Gone but not forgotten – that is the message behind Sleaford’s Remembrance Trail.
Local craftswoman Ash Hanlon will once again be painting flowers in shop windows across the town, with each flower representing casualties in conflict.
This year, Ash has chosen blue forget-me-nots as the flower and will begin painting on Friday, September 2 (the day the Second World War ended) until September 23.
It follows on from an idea she had last year when she decorated the window of her workplace, the Pottery Painting Cafe in Westgate with 80 poppies to represent the eight million horses that died in the First World War.
Word quickly spread and she ended up decorating shops all around the town.
She said: “Last year’s event, though completely unplanned, was incredibly popular, and I hope that this year with added planning, we can as a town, outdo ourselves!”
She’s hoping community groups and volunteers will get involved to help paint the windows and take the forget-me-nots out to the surrounding villages and RAF bases.
The project also has a personal note for Ash as she wanted it this year to also benefit a mental health charity, because of her own experiences.
She said: “I was determined to benefit a mental health charity, because of my own severe depression.
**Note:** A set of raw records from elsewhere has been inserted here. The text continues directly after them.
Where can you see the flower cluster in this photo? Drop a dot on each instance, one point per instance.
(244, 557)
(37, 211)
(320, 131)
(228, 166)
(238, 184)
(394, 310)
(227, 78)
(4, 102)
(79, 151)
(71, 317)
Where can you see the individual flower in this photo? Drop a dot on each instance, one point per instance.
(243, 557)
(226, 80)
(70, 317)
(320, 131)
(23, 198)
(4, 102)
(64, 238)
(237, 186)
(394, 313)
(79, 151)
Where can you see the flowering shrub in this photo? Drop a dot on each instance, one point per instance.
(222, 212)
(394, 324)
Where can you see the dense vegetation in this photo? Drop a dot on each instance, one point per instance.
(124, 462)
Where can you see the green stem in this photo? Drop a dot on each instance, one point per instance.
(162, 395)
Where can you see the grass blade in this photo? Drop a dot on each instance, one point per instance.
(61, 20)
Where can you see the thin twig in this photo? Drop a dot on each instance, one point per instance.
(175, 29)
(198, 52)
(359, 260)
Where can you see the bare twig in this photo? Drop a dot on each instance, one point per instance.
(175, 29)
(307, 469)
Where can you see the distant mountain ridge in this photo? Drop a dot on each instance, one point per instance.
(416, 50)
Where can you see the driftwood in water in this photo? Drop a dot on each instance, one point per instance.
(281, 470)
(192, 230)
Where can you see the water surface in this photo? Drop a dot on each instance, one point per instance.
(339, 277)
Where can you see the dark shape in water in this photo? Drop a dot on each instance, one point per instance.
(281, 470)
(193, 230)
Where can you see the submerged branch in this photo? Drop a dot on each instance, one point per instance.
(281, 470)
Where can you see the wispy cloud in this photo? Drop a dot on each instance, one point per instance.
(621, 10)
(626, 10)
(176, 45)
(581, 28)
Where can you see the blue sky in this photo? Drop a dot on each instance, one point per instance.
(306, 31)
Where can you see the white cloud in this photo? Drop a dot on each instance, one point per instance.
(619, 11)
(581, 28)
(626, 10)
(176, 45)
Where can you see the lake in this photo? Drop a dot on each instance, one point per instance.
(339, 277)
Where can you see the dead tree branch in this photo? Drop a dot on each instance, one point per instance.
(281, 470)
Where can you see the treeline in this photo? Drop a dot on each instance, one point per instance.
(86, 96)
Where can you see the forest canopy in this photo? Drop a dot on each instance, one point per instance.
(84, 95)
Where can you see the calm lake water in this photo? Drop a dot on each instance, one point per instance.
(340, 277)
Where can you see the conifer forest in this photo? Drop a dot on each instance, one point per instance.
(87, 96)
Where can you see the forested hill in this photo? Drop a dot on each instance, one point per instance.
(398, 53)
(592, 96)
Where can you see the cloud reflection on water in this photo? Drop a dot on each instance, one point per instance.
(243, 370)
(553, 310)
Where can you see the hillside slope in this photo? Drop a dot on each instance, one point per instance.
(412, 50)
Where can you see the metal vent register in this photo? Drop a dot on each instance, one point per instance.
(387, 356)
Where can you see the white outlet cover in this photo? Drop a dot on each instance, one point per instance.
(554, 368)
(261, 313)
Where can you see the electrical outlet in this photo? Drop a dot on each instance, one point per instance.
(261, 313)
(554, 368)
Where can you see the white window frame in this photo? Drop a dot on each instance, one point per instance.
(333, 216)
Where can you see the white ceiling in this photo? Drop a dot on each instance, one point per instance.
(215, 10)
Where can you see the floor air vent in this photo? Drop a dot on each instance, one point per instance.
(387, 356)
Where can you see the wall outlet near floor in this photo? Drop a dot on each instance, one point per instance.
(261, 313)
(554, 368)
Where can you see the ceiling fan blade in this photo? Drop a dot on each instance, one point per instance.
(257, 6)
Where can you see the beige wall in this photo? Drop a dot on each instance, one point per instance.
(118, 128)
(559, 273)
I received treatment for PTSD (Post Traumatic Stress Disorder) two years ago, and survived 2015 only because of the recovery I made at RAF Akrotiri (in Cyprus.)
“I arrived to stay with a friend Cpl Taylor (RAF) fully intending to take my own life, and instead, left calmer and more at peace than I have been in a long time.
“This year, I made the decision that I would redo the project, and make that my long term survival goal. So far I’m still alive, so it must be working!”
The charities she has chosen to benefit from the project is Combat Stress, SSAFA and Scotty’s Little Soldiers, which have all helped people known to Ash.
She said: “I will be asking for nominations for people to have their own remembrance forget-me-not.
“These will be placed primarily in vehicles or at special locations, relevant to the life of the nominated person.
“I’ll ask for a short description of the person (so that I can find a suitable location), and a photograph for the Facebook page (this is optional) and the details they would like displayed on the window.”
She also hopes to get paw prints from various dogs to represent the thousands of dogs used by all sides during the First World War.